El hecho registrado entre el 27 y 28 de diciembre de 1998 es tan grave como el "doble homicidio de la avenida Paraguay", en 1992. Por las muertes de Néstor Blas Vivo y su secretaria Amanda Encaje , el Estado reconoció fallas en la investigación luego que los deudos acudieran a la Comisión Interamericana de Derechos Humanos (CIDH) donde surgió una "solución amistosa".

Por el ataque mortal a Ítalo José Suligoy fueron dos llevados a juicio y declarados absueltos. Una lucha en silencio que un hijo mantiene confiando que alguna vez pueda saber quién mató a su padre.

Entre la noche del 27 y madrugada del 28 de diciembre de 1998, la tranquilidad se irrumpía bruscamente  en el lote rural 80, a pocos kilómetros de Resistencia. Ese día llovía torrencialmente y en la oscuridad, los asesinos del tambero Suligoy se camuflaron para cometer el ataque: se cree que el productor ganadero conocía a sus homicidas ya que no se halló ninguna abertura forzada. El móvil sigue siendo un misterio, pero la pista más firme para los investigadores fue un dinero que había logrado el hombre tras la venta de ganado. 

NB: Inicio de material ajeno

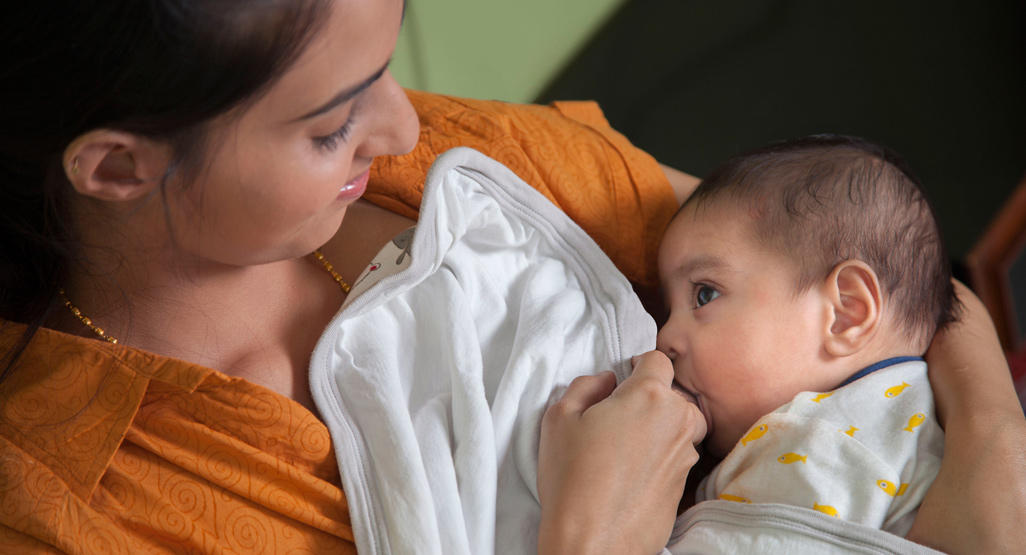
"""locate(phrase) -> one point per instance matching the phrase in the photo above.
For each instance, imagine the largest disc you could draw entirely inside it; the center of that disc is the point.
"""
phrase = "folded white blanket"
(433, 382)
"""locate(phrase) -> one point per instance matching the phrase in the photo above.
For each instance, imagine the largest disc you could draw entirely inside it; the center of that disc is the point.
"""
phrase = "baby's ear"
(856, 303)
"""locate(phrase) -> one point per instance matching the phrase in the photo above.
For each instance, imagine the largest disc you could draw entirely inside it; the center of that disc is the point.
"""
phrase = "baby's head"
(792, 267)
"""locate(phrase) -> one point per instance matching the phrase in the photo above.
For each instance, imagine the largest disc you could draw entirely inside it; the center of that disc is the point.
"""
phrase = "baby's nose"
(669, 343)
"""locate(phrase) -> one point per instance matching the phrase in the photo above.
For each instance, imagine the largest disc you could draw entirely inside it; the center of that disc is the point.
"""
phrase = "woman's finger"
(585, 391)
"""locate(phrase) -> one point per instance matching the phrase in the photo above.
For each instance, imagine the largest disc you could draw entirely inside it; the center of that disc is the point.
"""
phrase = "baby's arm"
(978, 502)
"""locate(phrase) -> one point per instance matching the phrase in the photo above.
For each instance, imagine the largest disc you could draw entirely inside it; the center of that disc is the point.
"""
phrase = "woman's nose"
(396, 125)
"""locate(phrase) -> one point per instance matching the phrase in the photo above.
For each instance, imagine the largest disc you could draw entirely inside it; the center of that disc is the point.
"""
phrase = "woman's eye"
(331, 142)
(704, 294)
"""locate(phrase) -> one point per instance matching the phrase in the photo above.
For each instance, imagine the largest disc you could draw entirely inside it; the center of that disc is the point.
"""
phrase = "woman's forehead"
(350, 48)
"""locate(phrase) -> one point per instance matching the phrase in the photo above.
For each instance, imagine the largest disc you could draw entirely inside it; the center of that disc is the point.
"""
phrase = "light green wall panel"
(502, 49)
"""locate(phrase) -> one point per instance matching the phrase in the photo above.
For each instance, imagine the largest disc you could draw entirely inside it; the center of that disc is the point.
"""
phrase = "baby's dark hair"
(823, 199)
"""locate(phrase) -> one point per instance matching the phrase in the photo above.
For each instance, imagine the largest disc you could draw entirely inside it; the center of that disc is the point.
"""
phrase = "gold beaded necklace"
(104, 335)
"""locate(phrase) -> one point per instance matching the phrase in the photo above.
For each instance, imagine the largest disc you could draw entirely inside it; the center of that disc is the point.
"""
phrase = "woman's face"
(278, 177)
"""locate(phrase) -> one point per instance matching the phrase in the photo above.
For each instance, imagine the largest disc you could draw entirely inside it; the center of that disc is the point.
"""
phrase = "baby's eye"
(704, 294)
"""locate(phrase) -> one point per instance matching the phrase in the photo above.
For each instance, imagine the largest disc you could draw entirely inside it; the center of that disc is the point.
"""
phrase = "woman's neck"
(259, 322)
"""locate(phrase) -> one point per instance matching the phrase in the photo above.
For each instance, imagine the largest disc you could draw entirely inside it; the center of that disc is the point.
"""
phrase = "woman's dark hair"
(156, 68)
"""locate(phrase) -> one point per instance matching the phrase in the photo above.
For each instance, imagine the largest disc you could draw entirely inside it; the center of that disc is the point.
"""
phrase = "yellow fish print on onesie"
(891, 488)
(895, 391)
(789, 458)
(754, 434)
(825, 509)
(914, 422)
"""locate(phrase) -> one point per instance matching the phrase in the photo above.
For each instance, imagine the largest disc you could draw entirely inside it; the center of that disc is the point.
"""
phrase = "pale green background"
(495, 49)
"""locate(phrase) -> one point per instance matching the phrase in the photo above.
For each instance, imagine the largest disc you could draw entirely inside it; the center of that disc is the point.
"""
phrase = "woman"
(167, 169)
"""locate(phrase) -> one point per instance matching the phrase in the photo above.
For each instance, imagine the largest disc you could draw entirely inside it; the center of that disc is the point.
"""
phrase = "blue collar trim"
(879, 365)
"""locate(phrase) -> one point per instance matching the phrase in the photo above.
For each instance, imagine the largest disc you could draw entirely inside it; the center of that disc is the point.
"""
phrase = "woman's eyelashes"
(704, 294)
(331, 142)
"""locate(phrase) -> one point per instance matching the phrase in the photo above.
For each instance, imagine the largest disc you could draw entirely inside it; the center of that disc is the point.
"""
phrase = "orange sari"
(106, 448)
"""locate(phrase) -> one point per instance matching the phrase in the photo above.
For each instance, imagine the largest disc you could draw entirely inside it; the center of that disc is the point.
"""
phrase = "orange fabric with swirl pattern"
(107, 448)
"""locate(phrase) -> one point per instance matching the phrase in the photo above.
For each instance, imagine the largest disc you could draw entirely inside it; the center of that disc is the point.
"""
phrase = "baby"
(804, 282)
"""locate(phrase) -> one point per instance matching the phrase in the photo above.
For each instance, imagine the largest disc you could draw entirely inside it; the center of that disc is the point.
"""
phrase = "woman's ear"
(856, 303)
(115, 165)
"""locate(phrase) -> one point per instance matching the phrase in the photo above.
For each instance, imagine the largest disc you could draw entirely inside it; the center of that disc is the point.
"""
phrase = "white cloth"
(865, 453)
(433, 381)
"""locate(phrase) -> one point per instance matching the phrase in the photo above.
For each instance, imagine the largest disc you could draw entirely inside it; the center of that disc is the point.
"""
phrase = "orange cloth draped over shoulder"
(106, 448)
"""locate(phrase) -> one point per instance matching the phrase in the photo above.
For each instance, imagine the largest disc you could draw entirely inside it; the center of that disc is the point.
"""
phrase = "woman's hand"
(978, 502)
(614, 461)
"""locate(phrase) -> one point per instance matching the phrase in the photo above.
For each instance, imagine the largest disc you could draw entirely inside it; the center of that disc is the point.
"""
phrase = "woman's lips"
(355, 188)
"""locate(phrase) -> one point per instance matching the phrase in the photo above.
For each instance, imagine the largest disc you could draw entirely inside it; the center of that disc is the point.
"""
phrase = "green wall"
(501, 49)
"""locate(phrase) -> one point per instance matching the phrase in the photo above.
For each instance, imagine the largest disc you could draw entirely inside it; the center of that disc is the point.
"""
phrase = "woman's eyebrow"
(345, 94)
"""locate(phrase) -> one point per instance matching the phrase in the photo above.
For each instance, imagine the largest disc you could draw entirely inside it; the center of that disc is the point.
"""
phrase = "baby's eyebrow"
(701, 264)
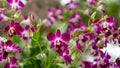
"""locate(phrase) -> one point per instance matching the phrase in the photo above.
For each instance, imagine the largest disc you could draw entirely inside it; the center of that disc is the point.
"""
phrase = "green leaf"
(16, 39)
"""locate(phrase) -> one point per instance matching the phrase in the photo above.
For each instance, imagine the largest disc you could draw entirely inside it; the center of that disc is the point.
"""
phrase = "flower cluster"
(5, 49)
(53, 16)
(58, 41)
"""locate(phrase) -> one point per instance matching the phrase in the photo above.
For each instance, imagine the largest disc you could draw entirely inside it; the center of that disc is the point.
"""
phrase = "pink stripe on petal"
(21, 4)
(10, 1)
(51, 36)
(65, 37)
(13, 60)
(58, 33)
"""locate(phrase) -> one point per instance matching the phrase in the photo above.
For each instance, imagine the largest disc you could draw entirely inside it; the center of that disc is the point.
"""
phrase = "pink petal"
(51, 36)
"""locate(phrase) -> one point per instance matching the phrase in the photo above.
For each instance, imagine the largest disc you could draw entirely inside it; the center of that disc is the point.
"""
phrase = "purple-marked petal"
(14, 67)
(52, 45)
(9, 1)
(13, 60)
(51, 36)
(7, 65)
(65, 37)
(21, 4)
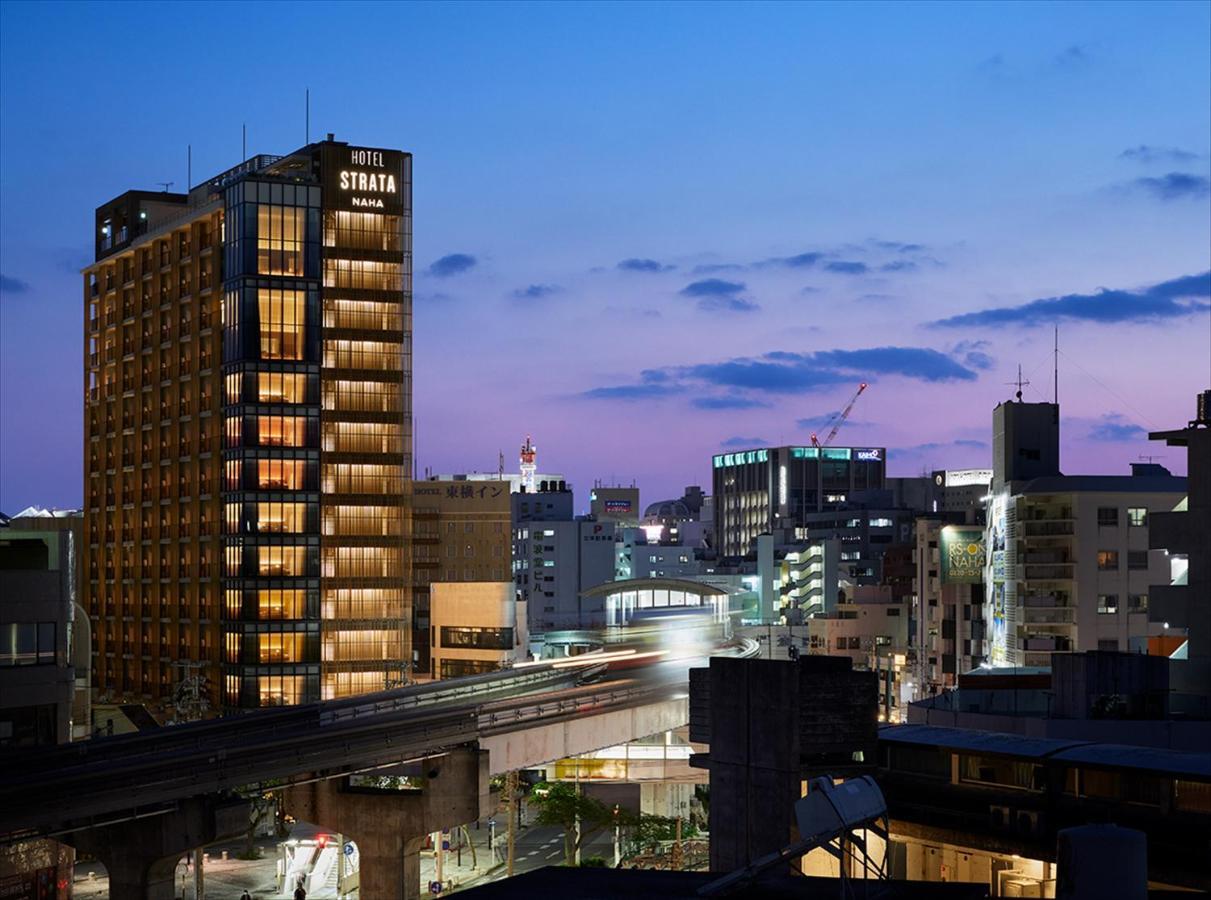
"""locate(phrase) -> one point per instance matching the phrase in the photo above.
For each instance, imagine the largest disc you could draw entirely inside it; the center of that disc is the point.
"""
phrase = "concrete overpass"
(141, 801)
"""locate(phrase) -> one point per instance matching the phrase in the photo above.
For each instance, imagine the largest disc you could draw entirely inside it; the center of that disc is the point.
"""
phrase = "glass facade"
(316, 424)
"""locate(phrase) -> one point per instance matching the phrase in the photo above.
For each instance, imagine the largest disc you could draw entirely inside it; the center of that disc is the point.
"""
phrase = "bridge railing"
(460, 688)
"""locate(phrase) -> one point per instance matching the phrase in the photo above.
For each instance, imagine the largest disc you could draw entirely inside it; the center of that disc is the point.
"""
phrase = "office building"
(619, 505)
(808, 580)
(460, 532)
(477, 626)
(42, 638)
(758, 489)
(1068, 565)
(948, 602)
(526, 477)
(640, 557)
(555, 560)
(687, 520)
(1182, 600)
(960, 491)
(247, 430)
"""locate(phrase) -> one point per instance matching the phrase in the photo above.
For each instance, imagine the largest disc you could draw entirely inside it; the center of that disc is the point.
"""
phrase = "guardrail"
(527, 678)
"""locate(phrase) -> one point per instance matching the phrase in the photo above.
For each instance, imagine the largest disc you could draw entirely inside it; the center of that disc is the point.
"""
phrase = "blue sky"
(808, 195)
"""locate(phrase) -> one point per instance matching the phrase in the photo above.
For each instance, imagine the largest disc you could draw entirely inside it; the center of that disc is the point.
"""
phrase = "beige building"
(948, 596)
(1074, 569)
(460, 533)
(475, 626)
(248, 433)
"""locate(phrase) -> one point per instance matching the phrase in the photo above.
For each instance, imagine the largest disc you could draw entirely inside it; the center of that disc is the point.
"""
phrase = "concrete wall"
(487, 605)
(527, 749)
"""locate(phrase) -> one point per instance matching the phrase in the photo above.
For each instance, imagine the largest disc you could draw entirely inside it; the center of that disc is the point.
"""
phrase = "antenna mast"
(1056, 367)
(1020, 383)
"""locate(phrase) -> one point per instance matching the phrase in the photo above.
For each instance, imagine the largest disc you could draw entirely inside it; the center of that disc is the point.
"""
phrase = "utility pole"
(575, 836)
(511, 794)
(199, 877)
(340, 866)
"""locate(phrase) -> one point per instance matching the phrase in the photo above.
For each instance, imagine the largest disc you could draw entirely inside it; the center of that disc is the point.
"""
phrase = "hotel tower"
(248, 433)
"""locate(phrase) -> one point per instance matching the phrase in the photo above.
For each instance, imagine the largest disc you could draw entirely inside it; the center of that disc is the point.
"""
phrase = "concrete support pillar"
(390, 826)
(142, 855)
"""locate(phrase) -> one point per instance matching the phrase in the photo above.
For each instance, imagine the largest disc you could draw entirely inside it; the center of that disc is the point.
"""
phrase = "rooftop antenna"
(1056, 367)
(1020, 383)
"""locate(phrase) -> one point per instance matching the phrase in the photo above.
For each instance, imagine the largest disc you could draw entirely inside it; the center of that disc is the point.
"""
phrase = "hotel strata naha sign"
(360, 178)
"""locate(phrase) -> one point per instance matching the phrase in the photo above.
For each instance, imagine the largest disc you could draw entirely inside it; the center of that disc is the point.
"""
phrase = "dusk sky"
(644, 234)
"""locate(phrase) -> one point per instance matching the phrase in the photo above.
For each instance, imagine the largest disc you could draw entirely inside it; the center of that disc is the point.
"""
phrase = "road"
(535, 847)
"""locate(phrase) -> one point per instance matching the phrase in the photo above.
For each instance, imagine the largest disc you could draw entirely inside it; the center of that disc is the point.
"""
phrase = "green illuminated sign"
(963, 555)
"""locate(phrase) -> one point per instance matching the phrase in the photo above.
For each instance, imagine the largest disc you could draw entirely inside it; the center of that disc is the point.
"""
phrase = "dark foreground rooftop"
(644, 884)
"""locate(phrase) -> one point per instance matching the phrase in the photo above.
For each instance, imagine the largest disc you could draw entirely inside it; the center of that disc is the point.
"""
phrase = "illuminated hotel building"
(759, 489)
(248, 431)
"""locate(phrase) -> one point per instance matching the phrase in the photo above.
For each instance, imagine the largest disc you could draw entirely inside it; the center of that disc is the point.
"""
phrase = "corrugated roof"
(1103, 483)
(1123, 756)
(974, 740)
(1114, 756)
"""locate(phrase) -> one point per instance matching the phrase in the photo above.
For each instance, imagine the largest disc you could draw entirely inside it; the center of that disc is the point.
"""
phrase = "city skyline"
(573, 280)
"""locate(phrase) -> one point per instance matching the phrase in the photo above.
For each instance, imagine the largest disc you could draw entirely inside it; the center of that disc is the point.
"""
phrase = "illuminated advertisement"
(360, 178)
(966, 477)
(963, 555)
(994, 579)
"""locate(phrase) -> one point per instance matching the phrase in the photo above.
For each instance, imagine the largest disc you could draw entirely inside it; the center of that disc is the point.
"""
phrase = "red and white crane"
(838, 419)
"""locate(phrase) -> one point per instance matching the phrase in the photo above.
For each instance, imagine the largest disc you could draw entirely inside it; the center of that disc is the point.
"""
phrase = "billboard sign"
(963, 555)
(994, 578)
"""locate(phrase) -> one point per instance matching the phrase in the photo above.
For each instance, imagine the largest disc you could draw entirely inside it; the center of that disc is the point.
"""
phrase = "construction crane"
(838, 419)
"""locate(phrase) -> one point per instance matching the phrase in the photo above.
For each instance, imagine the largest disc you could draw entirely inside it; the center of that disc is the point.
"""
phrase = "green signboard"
(963, 555)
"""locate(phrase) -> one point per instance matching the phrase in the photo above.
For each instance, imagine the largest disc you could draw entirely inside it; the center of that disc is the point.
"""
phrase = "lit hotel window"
(285, 561)
(231, 387)
(362, 354)
(280, 474)
(280, 689)
(282, 430)
(281, 324)
(280, 605)
(281, 388)
(362, 314)
(290, 517)
(280, 240)
(280, 648)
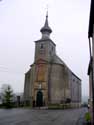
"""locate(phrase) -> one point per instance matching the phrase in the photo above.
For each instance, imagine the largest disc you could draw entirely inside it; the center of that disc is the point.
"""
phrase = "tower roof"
(46, 27)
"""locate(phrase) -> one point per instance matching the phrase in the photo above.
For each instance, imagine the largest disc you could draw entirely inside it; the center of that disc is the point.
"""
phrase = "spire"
(46, 30)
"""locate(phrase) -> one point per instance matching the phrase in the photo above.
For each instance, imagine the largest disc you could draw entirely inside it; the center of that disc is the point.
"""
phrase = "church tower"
(45, 47)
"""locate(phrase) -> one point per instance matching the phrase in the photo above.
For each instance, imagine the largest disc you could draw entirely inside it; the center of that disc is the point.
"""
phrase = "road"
(41, 117)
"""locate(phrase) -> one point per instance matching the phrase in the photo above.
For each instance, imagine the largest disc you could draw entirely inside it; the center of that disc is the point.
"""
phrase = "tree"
(7, 96)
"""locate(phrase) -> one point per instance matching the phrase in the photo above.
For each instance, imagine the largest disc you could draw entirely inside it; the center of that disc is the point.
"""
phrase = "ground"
(42, 117)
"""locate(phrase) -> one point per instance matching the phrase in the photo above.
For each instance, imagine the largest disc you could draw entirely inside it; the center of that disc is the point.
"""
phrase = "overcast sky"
(20, 24)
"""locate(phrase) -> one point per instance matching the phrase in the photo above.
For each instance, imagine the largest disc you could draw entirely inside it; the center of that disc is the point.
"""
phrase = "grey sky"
(20, 23)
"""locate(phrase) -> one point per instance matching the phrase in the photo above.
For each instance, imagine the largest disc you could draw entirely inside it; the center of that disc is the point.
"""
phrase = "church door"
(39, 98)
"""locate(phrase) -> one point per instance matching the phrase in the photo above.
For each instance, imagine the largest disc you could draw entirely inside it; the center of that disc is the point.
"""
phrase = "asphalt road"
(42, 117)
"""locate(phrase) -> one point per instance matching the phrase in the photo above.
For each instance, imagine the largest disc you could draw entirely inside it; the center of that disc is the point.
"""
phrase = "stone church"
(50, 75)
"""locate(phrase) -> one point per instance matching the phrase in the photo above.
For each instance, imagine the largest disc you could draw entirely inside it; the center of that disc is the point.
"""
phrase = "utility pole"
(91, 36)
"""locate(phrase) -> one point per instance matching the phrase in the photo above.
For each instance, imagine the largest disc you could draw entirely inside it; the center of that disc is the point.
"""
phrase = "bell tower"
(45, 47)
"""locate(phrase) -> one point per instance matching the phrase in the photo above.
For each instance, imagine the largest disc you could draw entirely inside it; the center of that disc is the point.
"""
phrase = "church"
(49, 77)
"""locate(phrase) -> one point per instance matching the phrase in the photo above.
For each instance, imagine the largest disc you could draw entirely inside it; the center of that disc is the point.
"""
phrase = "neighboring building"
(50, 74)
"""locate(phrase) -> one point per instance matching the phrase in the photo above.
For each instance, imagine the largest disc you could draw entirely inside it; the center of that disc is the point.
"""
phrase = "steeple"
(46, 30)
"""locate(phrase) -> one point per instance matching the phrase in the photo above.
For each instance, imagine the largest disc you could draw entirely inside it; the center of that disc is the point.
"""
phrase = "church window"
(41, 46)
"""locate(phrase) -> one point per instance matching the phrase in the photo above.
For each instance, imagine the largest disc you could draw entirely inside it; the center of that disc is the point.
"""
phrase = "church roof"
(57, 60)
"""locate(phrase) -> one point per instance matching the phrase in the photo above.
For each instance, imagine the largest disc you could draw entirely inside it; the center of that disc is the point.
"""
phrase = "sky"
(20, 24)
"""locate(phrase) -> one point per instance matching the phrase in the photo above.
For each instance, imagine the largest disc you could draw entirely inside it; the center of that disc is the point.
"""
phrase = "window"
(41, 46)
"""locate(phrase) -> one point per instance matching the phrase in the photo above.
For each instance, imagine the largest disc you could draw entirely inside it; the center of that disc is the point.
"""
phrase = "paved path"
(41, 117)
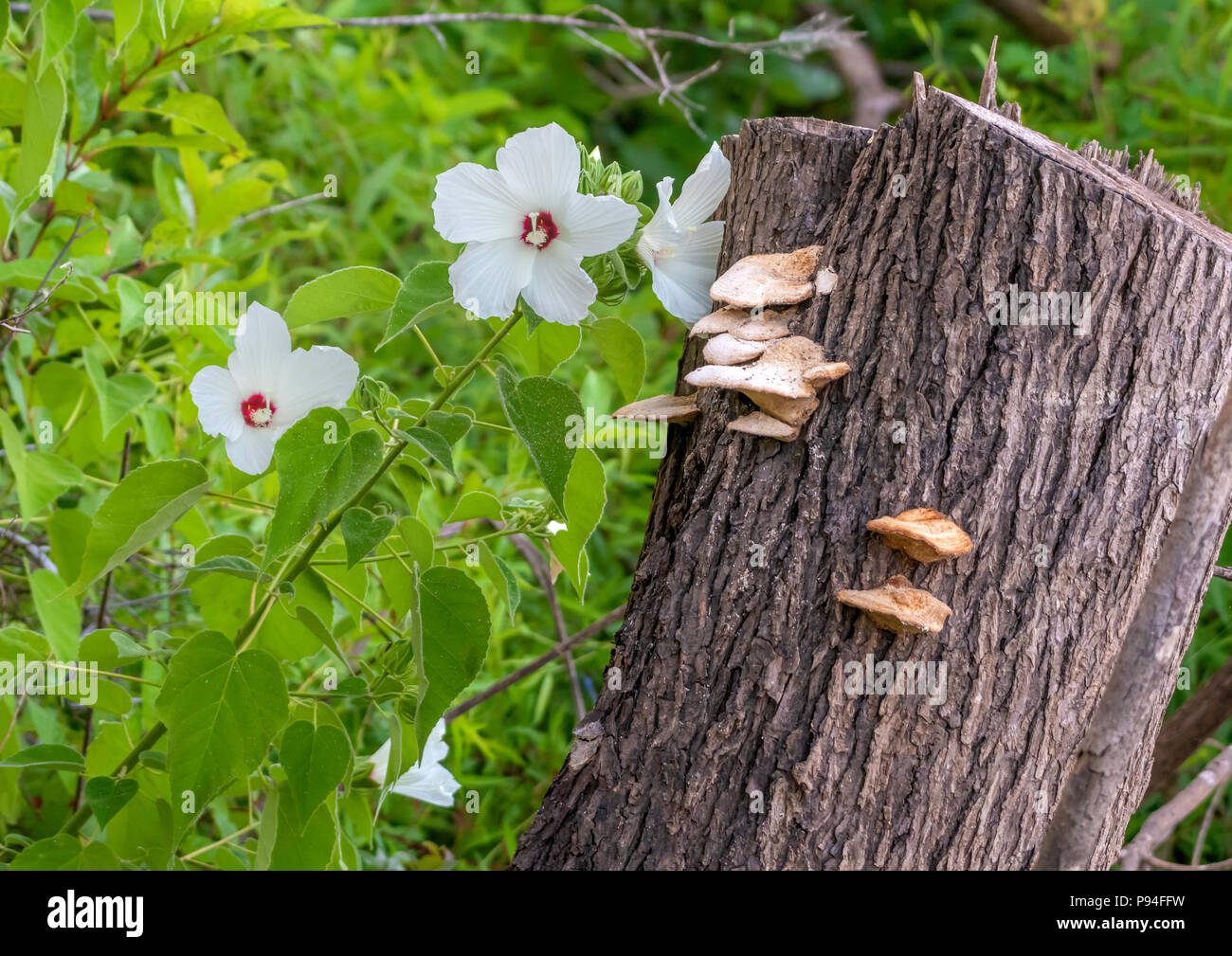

NORTE estuvo en paraje El Tropezón, donde se produjo el asesinato del tambero hace 23 años, y allí, a unos pocos metros de aquel hecho de sangre, hace días fue rociado con nafta y quemado Abel Alejandro Turenne por parte de su expareja: tras la muerte del joven, Beatriz Banegas quedó imputada por homicidio agravado. Lo que debería ser un lugar de ensueño y descanso, por la bondad y belleza de la naturaleza, el paraje acumula historias sangrientas. 

La madrugada trágica

Sobre la fatídica jornada del 27 y 28  de diciembre de 1998, Ítalo, uno de los hijos de Suligoy recuerda: "Toda la casa estaba revuelta, se notaba que la pared tenía golpes, y mi padre tenía marcas en los brazos, lo que demuestra que se cubría de la golpiza". 

Acerca de los presuntos autores, dos trabajadores de una casa muy cercana a la de la víctima fueron detenidos y llevados a juicio como sospechosos pero terminaron absueltos por la justicia chaqueña por el beneficio de la duda. "Ellos trabajaban en un rancho, un puesto que pertenecía a un señor que tenía una carnicería en Villa Río Negro de apellido Pavone: mi papá a veces les daba trabajo y los asistía. Luego del juicio, recuperaron la libertad y se fueron"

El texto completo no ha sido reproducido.